In contrast, EGFR expression was inversely associated with response to induction chemotherapy (IC), chemo/radiotherapy (CRT), overall survival (OS), disease-specific survival (DSS), and was directly associated with current smoking, female gender, and lower HPV titer. HPV titer was significantly associated with p16 expression, which in turn was significantly associated with response to IC, CRT, and both survival measures. When combined, lower HPV titer and higher EGFR expression was tied to lower survival. Low p53 and high Bcl-xL expression was linked to poorer OS and DSS.
“There is an epidemic of oropharyngeal cancers caused by the same high-risk human papilloma viruses (HPV) that result in cervical, penile, and anal cancers,” said Dr. Carey. “The presence of high HPV copy numbers in oropharynx tumors in our and other studies is associated with good response to therapy and prolonged survival.”
Prediction of outcomes is an important piece of information when treating any kind of cancer, according to Joseph Califano, MD, professor in the Department of Otolaryngology at Johns Hopkins University School of Medicine in Baltimore.
“We have known for 10 years that the presence of HPV and high EGFR expression are independently associated with improved survival response to combined chemo/radiation therapy,” Califano says. “This confirms [that HPV and high EGFR expression] have an effect when added together as well. Also, everyone in this series got the same treatment, so you are less worried about possible confounding effects.”

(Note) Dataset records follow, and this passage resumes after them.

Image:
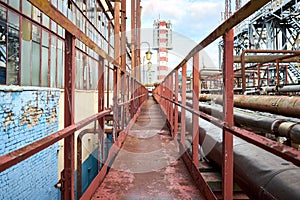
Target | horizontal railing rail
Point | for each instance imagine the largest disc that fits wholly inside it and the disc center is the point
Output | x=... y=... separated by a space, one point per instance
x=10 y=159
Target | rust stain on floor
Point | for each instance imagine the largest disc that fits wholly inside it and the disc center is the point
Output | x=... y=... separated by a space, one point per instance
x=148 y=166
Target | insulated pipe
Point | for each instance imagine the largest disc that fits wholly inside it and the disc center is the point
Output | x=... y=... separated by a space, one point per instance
x=273 y=125
x=282 y=105
x=261 y=175
x=286 y=88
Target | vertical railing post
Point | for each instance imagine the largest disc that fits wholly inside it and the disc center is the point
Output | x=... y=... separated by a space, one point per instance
x=176 y=107
x=115 y=104
x=69 y=98
x=258 y=75
x=277 y=72
x=183 y=100
x=171 y=85
x=195 y=107
x=227 y=169
x=243 y=71
x=100 y=108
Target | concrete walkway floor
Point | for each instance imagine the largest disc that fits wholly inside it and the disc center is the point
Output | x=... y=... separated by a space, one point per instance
x=148 y=165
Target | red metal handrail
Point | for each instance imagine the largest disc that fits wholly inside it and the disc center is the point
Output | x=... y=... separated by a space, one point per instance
x=14 y=157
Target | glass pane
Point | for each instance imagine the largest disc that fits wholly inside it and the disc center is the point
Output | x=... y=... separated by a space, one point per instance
x=36 y=55
x=45 y=38
x=45 y=20
x=25 y=62
x=15 y=4
x=2 y=45
x=78 y=70
x=53 y=26
x=45 y=66
x=36 y=14
x=26 y=8
x=13 y=49
x=60 y=63
x=45 y=57
x=53 y=62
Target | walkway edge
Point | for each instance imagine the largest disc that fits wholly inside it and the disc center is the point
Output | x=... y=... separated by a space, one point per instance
x=114 y=150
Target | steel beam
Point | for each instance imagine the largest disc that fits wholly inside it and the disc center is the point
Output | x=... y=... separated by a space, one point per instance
x=133 y=37
x=47 y=8
x=100 y=108
x=228 y=80
x=183 y=100
x=176 y=107
x=69 y=101
x=195 y=118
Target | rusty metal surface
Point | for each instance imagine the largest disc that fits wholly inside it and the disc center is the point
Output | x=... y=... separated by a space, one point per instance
x=147 y=166
x=283 y=151
x=227 y=151
x=259 y=173
x=69 y=107
x=282 y=105
x=23 y=153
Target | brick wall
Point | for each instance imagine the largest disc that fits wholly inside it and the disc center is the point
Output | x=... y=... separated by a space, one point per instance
x=26 y=115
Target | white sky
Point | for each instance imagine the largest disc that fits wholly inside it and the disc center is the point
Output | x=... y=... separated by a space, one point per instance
x=192 y=21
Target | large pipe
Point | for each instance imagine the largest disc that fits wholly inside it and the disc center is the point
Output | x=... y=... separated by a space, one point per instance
x=275 y=125
x=260 y=174
x=282 y=105
x=265 y=58
x=286 y=88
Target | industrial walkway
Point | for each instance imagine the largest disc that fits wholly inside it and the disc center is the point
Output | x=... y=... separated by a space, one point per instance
x=148 y=165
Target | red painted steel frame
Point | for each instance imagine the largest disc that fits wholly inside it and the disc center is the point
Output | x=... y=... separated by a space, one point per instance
x=12 y=158
x=228 y=79
x=176 y=107
x=195 y=119
x=69 y=158
x=100 y=107
x=183 y=100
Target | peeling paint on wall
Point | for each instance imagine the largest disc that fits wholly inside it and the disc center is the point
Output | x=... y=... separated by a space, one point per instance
x=28 y=114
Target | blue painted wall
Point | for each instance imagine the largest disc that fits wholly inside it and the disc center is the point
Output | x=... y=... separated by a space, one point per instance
x=26 y=115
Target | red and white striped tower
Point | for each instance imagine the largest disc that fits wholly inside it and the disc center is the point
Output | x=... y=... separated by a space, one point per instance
x=162 y=43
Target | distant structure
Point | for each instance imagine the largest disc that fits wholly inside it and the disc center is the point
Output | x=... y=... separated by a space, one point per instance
x=162 y=42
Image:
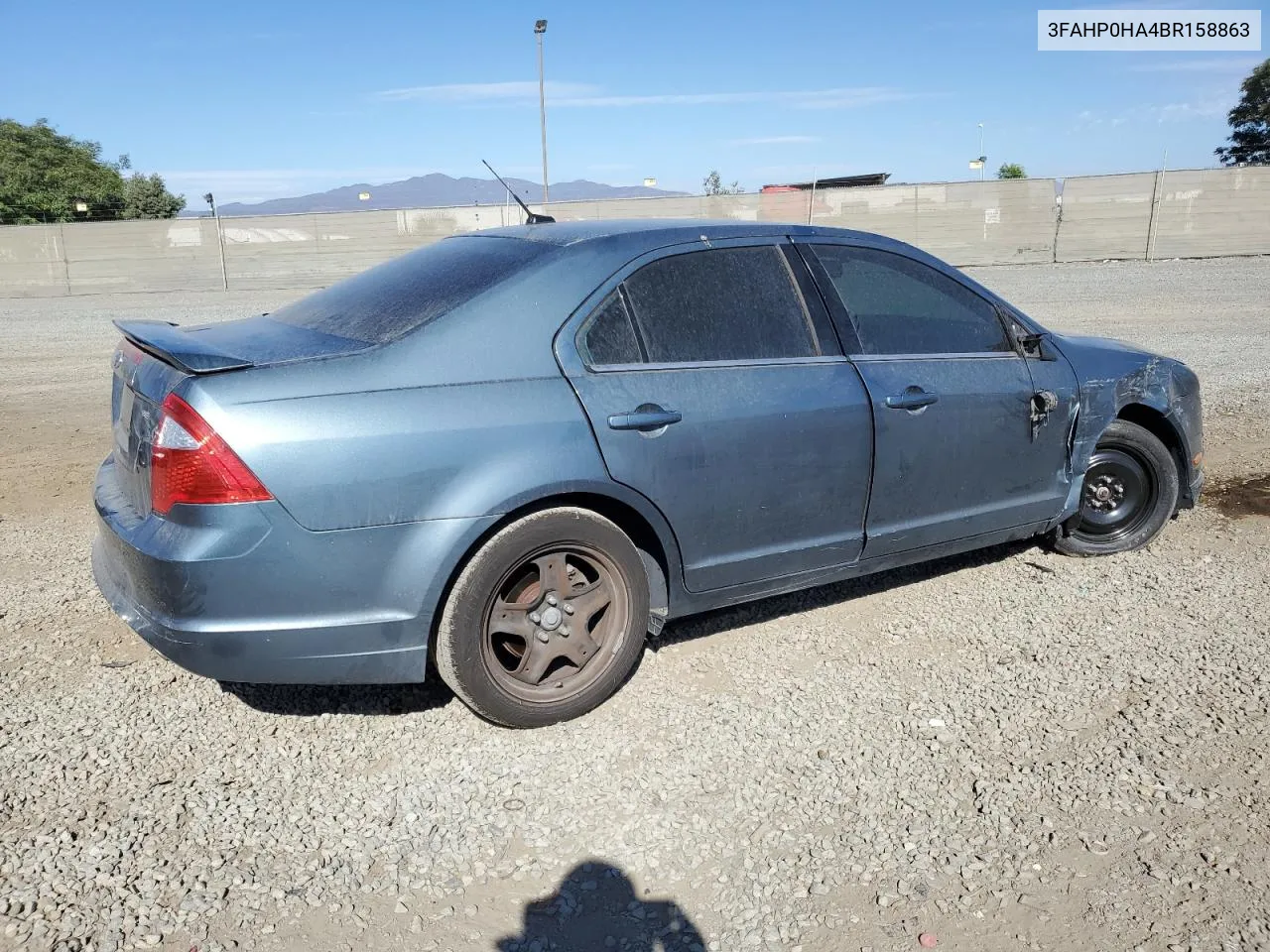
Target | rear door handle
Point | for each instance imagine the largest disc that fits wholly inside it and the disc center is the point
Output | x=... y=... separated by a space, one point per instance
x=912 y=399
x=648 y=416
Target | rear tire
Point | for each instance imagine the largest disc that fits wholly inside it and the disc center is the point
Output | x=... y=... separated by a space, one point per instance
x=547 y=621
x=1129 y=494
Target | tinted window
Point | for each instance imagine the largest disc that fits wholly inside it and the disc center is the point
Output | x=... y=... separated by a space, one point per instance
x=733 y=303
x=608 y=335
x=901 y=306
x=397 y=298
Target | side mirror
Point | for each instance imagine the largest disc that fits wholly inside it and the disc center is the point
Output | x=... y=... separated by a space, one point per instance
x=1034 y=345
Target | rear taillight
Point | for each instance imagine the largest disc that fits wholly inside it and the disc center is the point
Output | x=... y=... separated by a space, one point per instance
x=190 y=463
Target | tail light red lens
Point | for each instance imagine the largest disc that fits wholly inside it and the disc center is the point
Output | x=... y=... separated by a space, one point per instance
x=190 y=463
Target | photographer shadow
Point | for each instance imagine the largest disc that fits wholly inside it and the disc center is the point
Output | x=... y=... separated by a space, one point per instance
x=594 y=909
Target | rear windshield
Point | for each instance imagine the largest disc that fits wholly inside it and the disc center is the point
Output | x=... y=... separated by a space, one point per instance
x=398 y=296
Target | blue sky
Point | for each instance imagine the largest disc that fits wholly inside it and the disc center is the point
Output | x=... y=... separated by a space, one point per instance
x=263 y=99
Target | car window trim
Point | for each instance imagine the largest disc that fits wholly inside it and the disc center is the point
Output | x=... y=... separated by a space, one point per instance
x=975 y=356
x=821 y=272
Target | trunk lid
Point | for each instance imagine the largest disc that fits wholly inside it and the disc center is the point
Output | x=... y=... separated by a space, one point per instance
x=157 y=357
x=253 y=341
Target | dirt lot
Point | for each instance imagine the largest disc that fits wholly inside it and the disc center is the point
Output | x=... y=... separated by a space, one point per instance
x=1008 y=751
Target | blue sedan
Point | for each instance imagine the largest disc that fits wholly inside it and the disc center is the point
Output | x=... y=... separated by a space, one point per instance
x=518 y=452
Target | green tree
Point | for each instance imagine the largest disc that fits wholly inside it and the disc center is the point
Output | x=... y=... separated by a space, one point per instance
x=146 y=197
x=712 y=185
x=48 y=177
x=1250 y=122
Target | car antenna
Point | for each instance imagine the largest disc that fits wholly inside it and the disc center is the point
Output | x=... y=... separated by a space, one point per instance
x=532 y=218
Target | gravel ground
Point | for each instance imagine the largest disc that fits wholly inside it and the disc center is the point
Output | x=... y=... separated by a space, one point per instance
x=1008 y=751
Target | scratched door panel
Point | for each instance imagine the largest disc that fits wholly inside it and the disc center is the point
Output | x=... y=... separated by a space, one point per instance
x=765 y=475
x=961 y=465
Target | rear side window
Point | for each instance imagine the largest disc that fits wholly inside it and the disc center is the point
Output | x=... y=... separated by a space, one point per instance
x=901 y=306
x=395 y=298
x=731 y=303
x=608 y=336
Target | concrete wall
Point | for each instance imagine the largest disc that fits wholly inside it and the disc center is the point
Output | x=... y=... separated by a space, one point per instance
x=1148 y=214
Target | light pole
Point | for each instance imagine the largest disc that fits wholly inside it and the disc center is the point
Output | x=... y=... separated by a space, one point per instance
x=540 y=27
x=983 y=158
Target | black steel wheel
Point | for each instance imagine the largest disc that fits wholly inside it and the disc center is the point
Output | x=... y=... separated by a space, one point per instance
x=545 y=621
x=1129 y=494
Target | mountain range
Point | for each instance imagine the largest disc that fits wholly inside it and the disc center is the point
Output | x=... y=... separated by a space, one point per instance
x=436 y=190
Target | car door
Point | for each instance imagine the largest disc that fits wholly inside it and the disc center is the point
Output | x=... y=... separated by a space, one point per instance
x=716 y=389
x=956 y=451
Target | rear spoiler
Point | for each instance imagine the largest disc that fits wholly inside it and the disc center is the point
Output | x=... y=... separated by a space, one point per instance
x=181 y=348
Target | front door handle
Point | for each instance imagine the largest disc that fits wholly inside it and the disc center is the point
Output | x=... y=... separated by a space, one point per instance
x=647 y=416
x=912 y=399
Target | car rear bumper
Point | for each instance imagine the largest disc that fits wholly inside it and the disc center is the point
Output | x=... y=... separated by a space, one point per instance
x=243 y=593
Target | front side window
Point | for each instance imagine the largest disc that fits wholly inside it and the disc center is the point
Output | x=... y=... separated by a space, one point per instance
x=728 y=303
x=901 y=306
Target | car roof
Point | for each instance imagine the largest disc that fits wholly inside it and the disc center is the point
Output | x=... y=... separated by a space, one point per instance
x=653 y=232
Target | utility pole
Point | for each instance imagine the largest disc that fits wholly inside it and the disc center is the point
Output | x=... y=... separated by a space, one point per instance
x=983 y=157
x=540 y=27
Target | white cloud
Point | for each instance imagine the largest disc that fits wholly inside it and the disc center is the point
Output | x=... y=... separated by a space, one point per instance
x=1215 y=64
x=1205 y=108
x=484 y=91
x=581 y=95
x=774 y=141
x=804 y=99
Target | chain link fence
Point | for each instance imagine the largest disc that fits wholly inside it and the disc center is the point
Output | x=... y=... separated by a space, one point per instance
x=1187 y=213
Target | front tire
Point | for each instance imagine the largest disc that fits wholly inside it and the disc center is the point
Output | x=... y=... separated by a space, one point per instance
x=1129 y=494
x=547 y=621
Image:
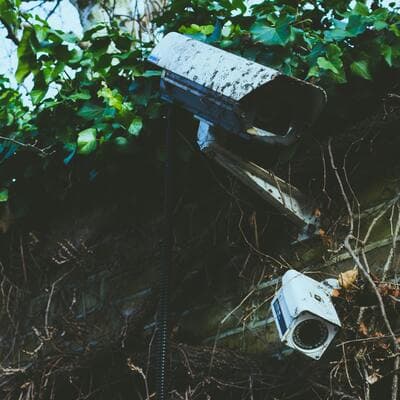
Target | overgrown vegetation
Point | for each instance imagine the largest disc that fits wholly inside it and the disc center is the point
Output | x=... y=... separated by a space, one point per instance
x=80 y=201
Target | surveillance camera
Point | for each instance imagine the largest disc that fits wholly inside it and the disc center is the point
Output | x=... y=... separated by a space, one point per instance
x=304 y=314
x=236 y=94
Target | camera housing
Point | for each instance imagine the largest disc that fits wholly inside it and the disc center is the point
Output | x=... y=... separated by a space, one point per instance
x=304 y=314
x=236 y=94
x=229 y=93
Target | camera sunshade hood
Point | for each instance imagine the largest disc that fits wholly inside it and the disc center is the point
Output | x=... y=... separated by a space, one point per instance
x=237 y=94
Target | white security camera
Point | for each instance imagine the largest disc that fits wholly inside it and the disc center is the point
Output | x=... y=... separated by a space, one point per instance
x=304 y=314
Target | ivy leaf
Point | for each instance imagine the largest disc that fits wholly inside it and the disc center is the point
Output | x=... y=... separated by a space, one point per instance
x=387 y=53
x=361 y=9
x=87 y=141
x=26 y=57
x=326 y=64
x=3 y=195
x=90 y=111
x=356 y=25
x=336 y=34
x=37 y=95
x=120 y=141
x=150 y=73
x=361 y=69
x=273 y=36
x=136 y=126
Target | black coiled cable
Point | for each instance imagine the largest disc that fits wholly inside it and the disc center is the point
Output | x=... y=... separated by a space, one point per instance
x=162 y=377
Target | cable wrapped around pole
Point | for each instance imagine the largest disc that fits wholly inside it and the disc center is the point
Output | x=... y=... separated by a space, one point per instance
x=165 y=268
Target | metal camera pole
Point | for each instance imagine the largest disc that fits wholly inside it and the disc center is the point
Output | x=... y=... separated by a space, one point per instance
x=162 y=331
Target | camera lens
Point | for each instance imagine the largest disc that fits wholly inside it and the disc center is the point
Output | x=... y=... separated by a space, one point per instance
x=310 y=334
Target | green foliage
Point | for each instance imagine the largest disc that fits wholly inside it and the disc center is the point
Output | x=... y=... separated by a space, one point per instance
x=96 y=94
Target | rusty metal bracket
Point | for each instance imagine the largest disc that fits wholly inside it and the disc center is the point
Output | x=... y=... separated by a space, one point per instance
x=289 y=200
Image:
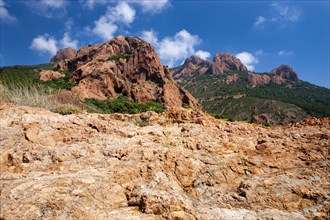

There are two major pieces of information to take from this study, says Wendell Yarbrough, MD, associate professor of otolaryngology and cancer biology at Vanderbilt University in Nashville, TN. One is that current smokers have worse outcomes, making smoking cessation a very important part of treatment.
“It is well established that HPV status is becoming a very important prognostic indicator in patients with oropharyngeal cancer,” he continues. “The more information we can give our patients, the better they understand and appreciate their disease process. Even in the poor prognosis group, it is important that they understand that as well.”
Dr. Yarbrough also stresses that there is currently not enough data available to suggest changes in therapy based on HPV measures. Trials addressing that question are currently ongoing.
All three experts agree that with the release of tyrosine kinase inhibitors such as gefitinib (Iressa®, AstraZeneca, Wilmington, DE) and erlotinib (Tarceva®, OSI Pharmaceuticals Inc, Melville, NY), and the monoclonal antibody cetuximab (Erbitux® Bristol-Myers Squibb Company, Princeton, N.J.) inhibition of EGFR is possible as a therapeutic intervention. They also agree that even with the results of this study, there is not yet clear guidance available.
“While this study does not directly address this issue, it does give us a tantalizing suggestion given that those with high EGFR do worse,” says Dr. Yarbrough. “Will these be tumors that respond to inhibition of this pathway? That is an interesting question raised, but not answered, in this article.”